Dr. Elshaug is gaining significant international recognition for his contribution to this area of research and policy development. He has received over 40 invitations to address conferences as well as government, academic, insurance, and health technology assessment groups in Australia and internationally. Dr. Elshaug is working with numerous bodies in Australia (federal and state), Spain, the UK, Canada, and the USA to advance policy reform, and he is collaborating extensively on research projects.

Ms. Amber Watt (BMedSci, GDPH) holds a Bachelor of Medical Science and a Graduate Diploma of Public Health. She has a professional background in health technology assessment and systematic review, having worked as a research officer for the Royal Australasian College of Surgeons for three and a half years. Ms. Watt is now a senior research officer within the ASTUTE Health Study, an Australian-based research project that aims to design, implement, and evaluate a model to identify the social, ethical, political, economic, and epidemiological factors that perpetuate the use of ineffective health care practices and to test if practices can be disinvested. She is the author of a number of peer-reviewed journal articles and official reports for the Australian Government Department of Health and Ageing.

Assoc. Prof. John Moss (MSocSci, BEc, MBBS, FCHSE, FPHAA) is the Head of the Discipline of Public Health in the School of Population Health and Clinical Practice at the University of Adelaide. He has established an extensive research program in health economics and in health services (delivery) research. The emphasis is on prevention, primary health care, and the hospital-community interface. He has been joint chief investigator of eight successful category 1 competitive grant applications (NHMRC/ARC); and has been author or co-author of 53 peer-reviewed journal publications.

Assoc. Prof. Moss is a joint team leader in providing consultancy services to the Australian Government Department of Health and Ageing to evaluate major submissions by pharmaceutical manufacturers to the Pharmaceutical Benefits Advisory Committee. To date, 64 commentaries have been completed. He has also overseen the health economic aspects of nine consultancies for the Medical Services Advisory Committee (MSAC). At the University of Adelaide, Assoc. Prof. Moss teaches courses in Public Health Theory and Practice and in Health Economics and modules on the structure and function of the Australian health system and on health inequalities. He has supervised to completion six doctorates and 22 masters and honours theses and dissertations.

Prof. Janet Hiller (BA, DipSocStudies, MPH, PhD, FPHAA) holds the Chair of Public Health at the University of Adelaide and is Deputy Head of the School of Population Health and Clinical Practice. She is the founder and Director of Adelaide Health Technology Assessment (AHTA), the leading health technology assessment group in the southern hemisphere and the only agency in Australia that conducts HTA and associated research along the continuum from early identification to disinvestment. She has a PhD in Epidemiology (John Hopkins) and an MPH (Hebrew University).

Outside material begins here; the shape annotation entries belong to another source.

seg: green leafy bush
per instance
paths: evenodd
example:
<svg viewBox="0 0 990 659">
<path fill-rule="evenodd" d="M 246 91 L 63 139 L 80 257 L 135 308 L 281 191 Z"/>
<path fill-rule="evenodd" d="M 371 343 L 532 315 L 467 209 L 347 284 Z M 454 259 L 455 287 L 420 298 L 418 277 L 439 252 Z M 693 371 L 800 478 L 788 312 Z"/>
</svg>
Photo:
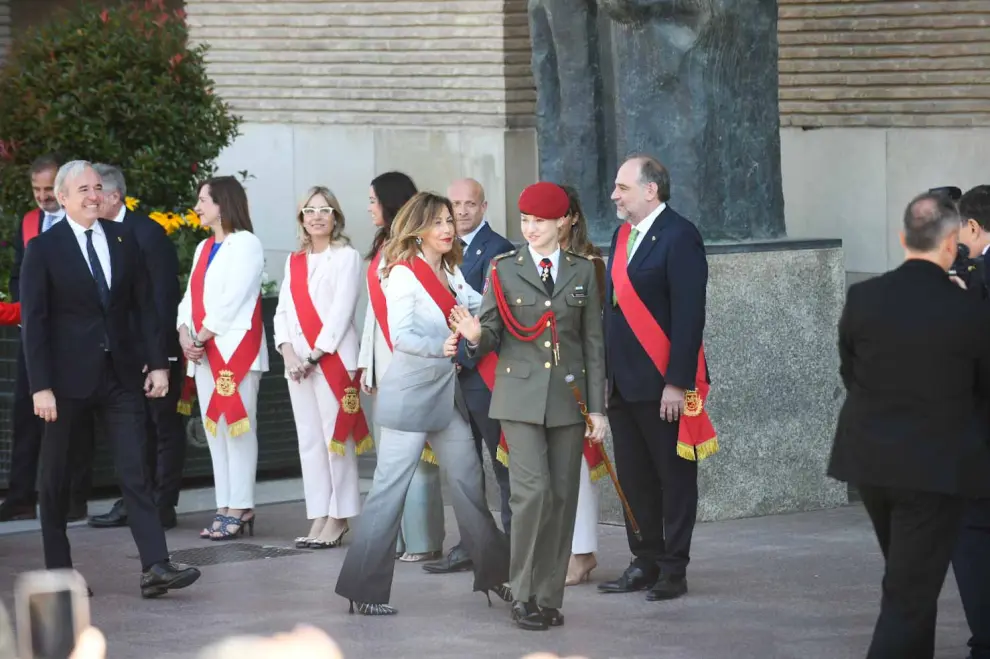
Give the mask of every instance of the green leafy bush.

Prof. Hiller has more than 110 publications with a focus on the evaluation of health services associated with pregnancy and childbirth and, in more recent years, on HTA, but also including cancer screening, environmental and infectious epidemiology, and health inequalities. She has been a chief investigator on numerous competitive grant applications and has received financial support for her research from state, national, and international organizations. She is an active contributor to research policy development in Australia, serving on a number of research committees. In addition, Prof. Hiller teaches courses on Public Health, Epidemiological Research Methods, Health Technology Assessment, and Screening. She has supervised more than 60 students to completion, including 13 doctorates, two post-doctorates, and 50 masters and honours theses and dissertations.